The demand reduction is certainly part of this, but it's not the most important factor. Not in terms of GWs. Look even at that biased graph that ignores the year we ALL know demand dropped through the floor, with no subsequent improvement in reliability of the generating fleet. Even that thing says what... 2GWs of reduced demand?
Just bringing the extra units online in December from Kusile alone was something like 3 stages of loadshedding. Forget all the capacity improvements Eskom has made since then that clawed back something like 7GW.
The solar people have installed isn't even close to that. It all adds up, but it very obviously, and very objectively, is not the most important factor.
I don't like Eskom, but I won't lie, I won't bend the truth, to try and cover up what they've achieved this year. We owe the lack of loadshedding to their capacity improvements. That's undeniable. Even if it leaves a bitter taste in my mouth.
You can't claw back 6 stages of loadshedding AND load reduction AND big consumers like mines cutting extra GWs with just a 2GW drop in demand. I mean come on.

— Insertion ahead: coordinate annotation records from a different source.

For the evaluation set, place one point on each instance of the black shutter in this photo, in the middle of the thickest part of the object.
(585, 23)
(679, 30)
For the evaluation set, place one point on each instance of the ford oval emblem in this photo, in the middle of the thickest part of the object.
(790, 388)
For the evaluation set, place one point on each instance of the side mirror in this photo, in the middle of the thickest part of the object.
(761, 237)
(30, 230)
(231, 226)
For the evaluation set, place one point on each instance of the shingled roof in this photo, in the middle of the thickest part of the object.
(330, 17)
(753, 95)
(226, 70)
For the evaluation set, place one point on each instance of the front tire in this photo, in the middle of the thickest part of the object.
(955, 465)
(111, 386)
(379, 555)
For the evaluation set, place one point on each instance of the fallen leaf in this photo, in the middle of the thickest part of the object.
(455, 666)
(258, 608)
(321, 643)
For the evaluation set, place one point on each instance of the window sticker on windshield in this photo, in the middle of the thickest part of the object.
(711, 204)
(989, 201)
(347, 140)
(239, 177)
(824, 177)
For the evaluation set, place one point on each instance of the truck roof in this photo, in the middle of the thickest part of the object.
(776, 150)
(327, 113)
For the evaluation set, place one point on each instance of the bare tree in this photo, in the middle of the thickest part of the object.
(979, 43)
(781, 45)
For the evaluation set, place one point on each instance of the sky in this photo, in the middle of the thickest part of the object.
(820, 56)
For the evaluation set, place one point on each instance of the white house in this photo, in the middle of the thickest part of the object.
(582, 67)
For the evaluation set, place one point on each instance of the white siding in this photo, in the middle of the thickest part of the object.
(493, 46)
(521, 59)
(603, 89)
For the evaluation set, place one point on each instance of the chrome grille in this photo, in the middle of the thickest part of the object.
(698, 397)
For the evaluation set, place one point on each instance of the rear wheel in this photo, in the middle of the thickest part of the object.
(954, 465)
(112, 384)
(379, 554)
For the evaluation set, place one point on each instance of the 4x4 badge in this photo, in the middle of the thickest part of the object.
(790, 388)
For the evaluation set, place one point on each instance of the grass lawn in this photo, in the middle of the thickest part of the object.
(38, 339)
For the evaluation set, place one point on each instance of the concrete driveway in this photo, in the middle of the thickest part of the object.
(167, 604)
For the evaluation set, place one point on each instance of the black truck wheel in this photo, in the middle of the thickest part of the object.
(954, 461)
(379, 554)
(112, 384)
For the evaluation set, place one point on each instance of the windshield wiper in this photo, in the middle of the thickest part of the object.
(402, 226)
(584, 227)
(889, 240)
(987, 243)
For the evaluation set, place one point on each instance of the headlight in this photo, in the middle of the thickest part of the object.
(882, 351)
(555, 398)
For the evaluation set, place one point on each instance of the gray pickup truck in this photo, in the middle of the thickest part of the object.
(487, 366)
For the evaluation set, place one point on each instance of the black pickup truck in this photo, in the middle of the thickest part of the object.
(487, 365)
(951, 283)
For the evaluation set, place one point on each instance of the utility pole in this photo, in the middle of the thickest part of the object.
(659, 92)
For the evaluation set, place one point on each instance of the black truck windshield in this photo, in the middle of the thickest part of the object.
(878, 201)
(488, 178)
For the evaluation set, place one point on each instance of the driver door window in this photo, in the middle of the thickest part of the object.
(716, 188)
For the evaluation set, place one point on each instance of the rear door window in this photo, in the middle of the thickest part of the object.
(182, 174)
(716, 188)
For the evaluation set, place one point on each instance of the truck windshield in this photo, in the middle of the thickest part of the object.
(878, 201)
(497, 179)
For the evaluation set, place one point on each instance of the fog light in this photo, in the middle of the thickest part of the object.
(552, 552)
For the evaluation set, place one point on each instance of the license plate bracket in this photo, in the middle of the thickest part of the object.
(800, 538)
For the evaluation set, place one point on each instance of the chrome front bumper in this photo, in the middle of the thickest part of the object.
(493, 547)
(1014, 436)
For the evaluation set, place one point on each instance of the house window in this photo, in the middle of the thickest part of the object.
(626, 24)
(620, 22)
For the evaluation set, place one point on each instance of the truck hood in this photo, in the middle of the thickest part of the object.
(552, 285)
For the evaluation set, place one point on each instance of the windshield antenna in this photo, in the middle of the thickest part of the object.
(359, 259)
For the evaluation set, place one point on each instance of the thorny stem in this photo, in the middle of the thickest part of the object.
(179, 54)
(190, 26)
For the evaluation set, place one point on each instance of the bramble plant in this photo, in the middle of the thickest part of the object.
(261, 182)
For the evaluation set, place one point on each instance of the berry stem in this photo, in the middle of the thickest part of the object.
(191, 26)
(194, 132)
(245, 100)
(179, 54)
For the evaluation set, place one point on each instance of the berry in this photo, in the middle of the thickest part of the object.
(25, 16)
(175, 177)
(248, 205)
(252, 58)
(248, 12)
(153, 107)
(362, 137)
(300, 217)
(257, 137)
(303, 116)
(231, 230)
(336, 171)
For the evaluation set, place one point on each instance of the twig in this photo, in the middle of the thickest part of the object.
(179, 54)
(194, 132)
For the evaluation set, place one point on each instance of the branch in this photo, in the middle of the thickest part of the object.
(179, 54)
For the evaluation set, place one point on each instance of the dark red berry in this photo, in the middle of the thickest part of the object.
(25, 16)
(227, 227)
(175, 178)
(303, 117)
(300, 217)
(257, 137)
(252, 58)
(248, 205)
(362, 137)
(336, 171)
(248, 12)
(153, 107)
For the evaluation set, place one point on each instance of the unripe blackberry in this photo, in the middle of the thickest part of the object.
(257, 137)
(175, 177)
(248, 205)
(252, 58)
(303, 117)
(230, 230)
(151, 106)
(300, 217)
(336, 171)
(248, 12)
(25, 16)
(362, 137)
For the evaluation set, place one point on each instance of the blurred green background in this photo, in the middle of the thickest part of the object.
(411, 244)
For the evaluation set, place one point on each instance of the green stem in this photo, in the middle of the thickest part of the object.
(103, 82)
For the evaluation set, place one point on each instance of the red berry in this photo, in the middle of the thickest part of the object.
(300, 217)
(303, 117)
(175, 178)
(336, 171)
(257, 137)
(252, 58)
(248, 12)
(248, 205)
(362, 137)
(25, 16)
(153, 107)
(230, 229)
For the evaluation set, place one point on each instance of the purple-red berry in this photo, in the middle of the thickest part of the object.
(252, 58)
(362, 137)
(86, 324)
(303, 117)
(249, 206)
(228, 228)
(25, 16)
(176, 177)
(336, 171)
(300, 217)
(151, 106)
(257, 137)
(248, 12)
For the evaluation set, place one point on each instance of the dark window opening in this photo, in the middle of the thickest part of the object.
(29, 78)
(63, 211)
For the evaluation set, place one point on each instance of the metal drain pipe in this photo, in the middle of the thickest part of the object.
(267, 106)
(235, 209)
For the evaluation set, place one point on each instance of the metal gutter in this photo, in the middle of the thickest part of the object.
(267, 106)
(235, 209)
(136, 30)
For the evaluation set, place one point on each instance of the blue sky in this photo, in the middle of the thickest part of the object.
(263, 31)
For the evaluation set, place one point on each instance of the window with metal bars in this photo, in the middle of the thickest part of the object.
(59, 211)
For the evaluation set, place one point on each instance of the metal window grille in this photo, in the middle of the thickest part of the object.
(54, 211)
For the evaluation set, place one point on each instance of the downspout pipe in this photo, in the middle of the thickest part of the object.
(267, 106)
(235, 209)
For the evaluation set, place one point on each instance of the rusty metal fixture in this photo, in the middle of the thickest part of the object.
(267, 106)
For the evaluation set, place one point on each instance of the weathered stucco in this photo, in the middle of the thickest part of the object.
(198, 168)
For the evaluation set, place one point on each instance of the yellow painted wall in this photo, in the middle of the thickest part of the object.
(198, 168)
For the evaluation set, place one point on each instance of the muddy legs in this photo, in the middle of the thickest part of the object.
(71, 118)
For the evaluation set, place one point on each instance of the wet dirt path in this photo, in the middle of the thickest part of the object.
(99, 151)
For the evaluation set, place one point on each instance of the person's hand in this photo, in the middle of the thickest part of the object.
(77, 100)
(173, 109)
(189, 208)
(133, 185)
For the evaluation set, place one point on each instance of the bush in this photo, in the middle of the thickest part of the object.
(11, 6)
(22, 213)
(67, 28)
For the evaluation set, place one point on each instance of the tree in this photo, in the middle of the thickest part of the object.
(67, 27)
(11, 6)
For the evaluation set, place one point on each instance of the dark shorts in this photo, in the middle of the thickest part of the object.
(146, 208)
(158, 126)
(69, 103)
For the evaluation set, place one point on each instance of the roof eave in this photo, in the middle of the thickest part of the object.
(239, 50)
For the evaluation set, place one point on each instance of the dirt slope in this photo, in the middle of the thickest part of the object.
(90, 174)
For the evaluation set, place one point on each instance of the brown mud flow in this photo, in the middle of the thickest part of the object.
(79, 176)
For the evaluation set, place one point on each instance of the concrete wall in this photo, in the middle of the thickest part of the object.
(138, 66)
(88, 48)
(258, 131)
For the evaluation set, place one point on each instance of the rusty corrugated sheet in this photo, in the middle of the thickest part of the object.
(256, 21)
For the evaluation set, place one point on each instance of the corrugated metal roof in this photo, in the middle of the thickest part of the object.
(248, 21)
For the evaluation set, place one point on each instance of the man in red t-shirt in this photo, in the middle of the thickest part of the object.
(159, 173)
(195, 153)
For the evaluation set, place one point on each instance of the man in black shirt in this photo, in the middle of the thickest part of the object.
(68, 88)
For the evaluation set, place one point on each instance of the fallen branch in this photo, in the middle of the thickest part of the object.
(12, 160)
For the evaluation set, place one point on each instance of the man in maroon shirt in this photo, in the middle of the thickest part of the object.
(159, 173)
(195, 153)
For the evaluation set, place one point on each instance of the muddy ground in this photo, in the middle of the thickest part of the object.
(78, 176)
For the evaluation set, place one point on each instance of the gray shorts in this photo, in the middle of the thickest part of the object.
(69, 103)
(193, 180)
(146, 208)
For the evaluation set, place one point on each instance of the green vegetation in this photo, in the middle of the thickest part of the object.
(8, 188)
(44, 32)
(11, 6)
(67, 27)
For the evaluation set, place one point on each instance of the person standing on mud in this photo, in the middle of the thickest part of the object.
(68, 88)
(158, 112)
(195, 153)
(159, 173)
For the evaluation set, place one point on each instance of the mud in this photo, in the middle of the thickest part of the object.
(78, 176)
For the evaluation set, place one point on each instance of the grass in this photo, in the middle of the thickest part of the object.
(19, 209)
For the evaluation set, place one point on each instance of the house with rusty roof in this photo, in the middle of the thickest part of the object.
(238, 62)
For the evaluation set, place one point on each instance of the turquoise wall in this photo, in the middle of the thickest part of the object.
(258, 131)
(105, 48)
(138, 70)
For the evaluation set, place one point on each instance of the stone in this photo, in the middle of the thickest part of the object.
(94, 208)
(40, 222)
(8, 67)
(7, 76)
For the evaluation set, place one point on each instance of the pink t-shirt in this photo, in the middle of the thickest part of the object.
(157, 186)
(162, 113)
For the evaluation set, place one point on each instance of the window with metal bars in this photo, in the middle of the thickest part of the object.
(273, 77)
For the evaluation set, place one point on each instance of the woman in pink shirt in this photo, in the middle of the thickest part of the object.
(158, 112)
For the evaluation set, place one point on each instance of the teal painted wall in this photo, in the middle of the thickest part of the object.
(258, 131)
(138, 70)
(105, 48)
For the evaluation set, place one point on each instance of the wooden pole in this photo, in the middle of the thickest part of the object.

I was one of those people that said it would easily take a decade to get rid of loadshedding. Turns out I, like a lot of people, underestimated how useless Eskom had been up until recently. All it took was a few months of maintenance performed by qualified people from OEMs, instead of the current BEE contractors Eskom had been determined to let destroy this country, and viola... capacity exceeds demand to the point where whole generating units can be shutdown. Incredible.